Jim Palmer, CFA, Chief Investment Officer

Well, it appears we’ll be getting a lot more than six 25 basis point (bps) rate hikes this year – and for an afternoon the markets seemed to love it. At the March 16th meeting, the Federal Reserve’s (Fed) Dot Plot indicated six rate hikes for 2022, a pace we believed – in full disclosure – was too aggressive for a variety of reasons which still ring true. But on Wednesday, the Fed raised the federal funds target range 50 bps and signaled more of the same at the next two meetings.

One would think we’d have the humility to give up Fed prognostications. Not true. Financial writers like to create weasel holes to jump in when predictions go awry. Ours was leaving the door open for aggressive front-loaded rate hikes to appease market expectations and regain the initiative against surging inflation levels.

But really, the Fed merely confirmed an aggressive path on Wednesday. The groundwork was laid five days after the March 16th meeting when Fed Chairman Powell publicly acknowledged 50 bps rate hikes were on the table for future meetings. What changed in those five days to cause such a pivot is unclear. But if policymakers making the Dot Plot can’t get forward guidance right, who are any of us to be Fed prophets? It also calls into question the durability of current Fed guidance. Anyway, the Chairman’s comment was followed up with a game of “hold my beer” by Fed officials competing to be the most hawkish.

Flash forward to Wednesday’s meeting. Those hawkish comments helped seed the market’s positive reaction to Mr. Powell’s comments. Markets had been pricing in significant rate hikes, including a 50% chance of a 75 bps rate hike at the June 15th meeting. While it’s clear the Fed believes aggressively removing accommodation is necessary, Mr. Powell deftly laid out a credible path requiring less potential tightening than previously considered. The markets seemed to turn when Mr. Powell said a 75 bps rate hike was not actively being considered. To be clear, there was nothing dovish about the Fed’s actions and a 50 bps rate hike is not to be taken lightly, given it hasn’t happened since May 2000. Perhaps this realization sunk in overnight and contributed to Thursday morning’s sharp reversal in equity prices.

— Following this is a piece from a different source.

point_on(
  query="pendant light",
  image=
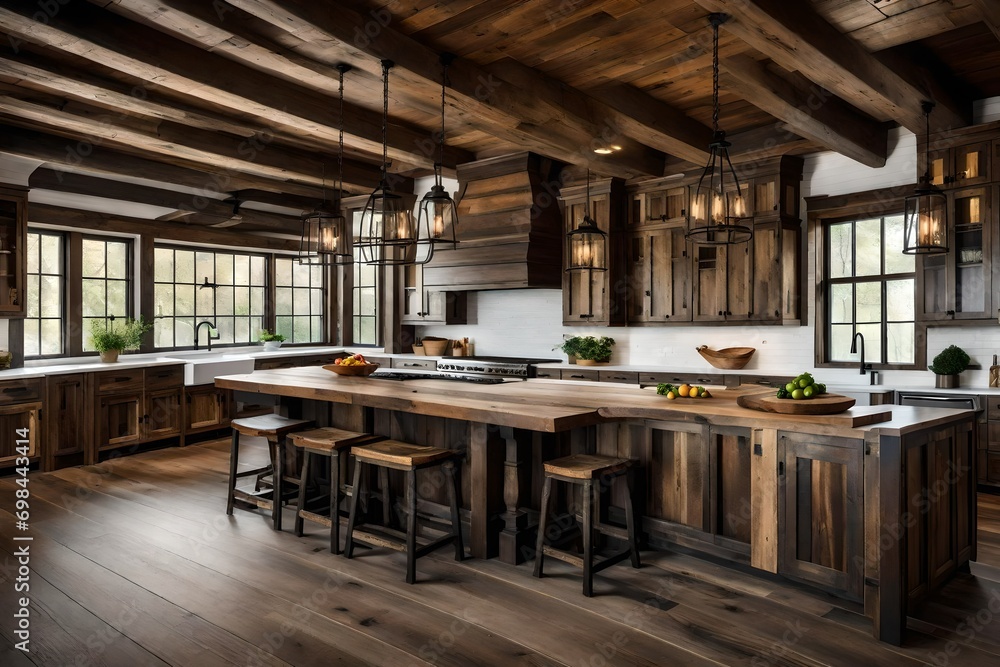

What else did the Chairman get right? Mr. Powell acknowledged Fed policy tools are ineffective against supply shocks. At the end of the day, the Fed basically manipulates interest rates and the money supply to bolster or hinder aggregate demand. A blunt tool to be sure and markets were worried that if your only tool is a hammer, you use it regardless of the utility. Need a picture hung? Perfect, I’ve got a hammer right here. The house is on fire. Ooh, where’s my hammer? Chairman Powell’s level of self-awareness on Fed policy limitations can provide some comfort to those who fear the Fed will push the economy into an unexpectedly deep recession by addressing problems – like supply chain issues – their tools are ill-equipped to fix.

Apparently, the balance sheet is one area the Fed really doesn’t want to surprise markets. The Fed’s balance sheet reduction framework ($47.5 billion cap in June-August and $95 billion cap afterward / no expected security sales) was in line with previous guidance. When asked at his press conference why the Fed chose to start quantitative tightening on June 1st, Mr. Powell responded with an endearingly honest answer that it was basically a convenient date the committee picked and not to read too much into the timing. A refreshing reminder to not over-analyze every minor policy detail.

So, what’s next? 50 bps rate hikes at the June and July meetings must be the base case. The outlook is murkier later in the year, but the only real variable is pace rather than direction. We were of a mind the market was getting too aggressive with the near-term outlook for rate hikes. Given today’s guidance and market price action, a year-end target of 2.50% to 2.75% seems about right.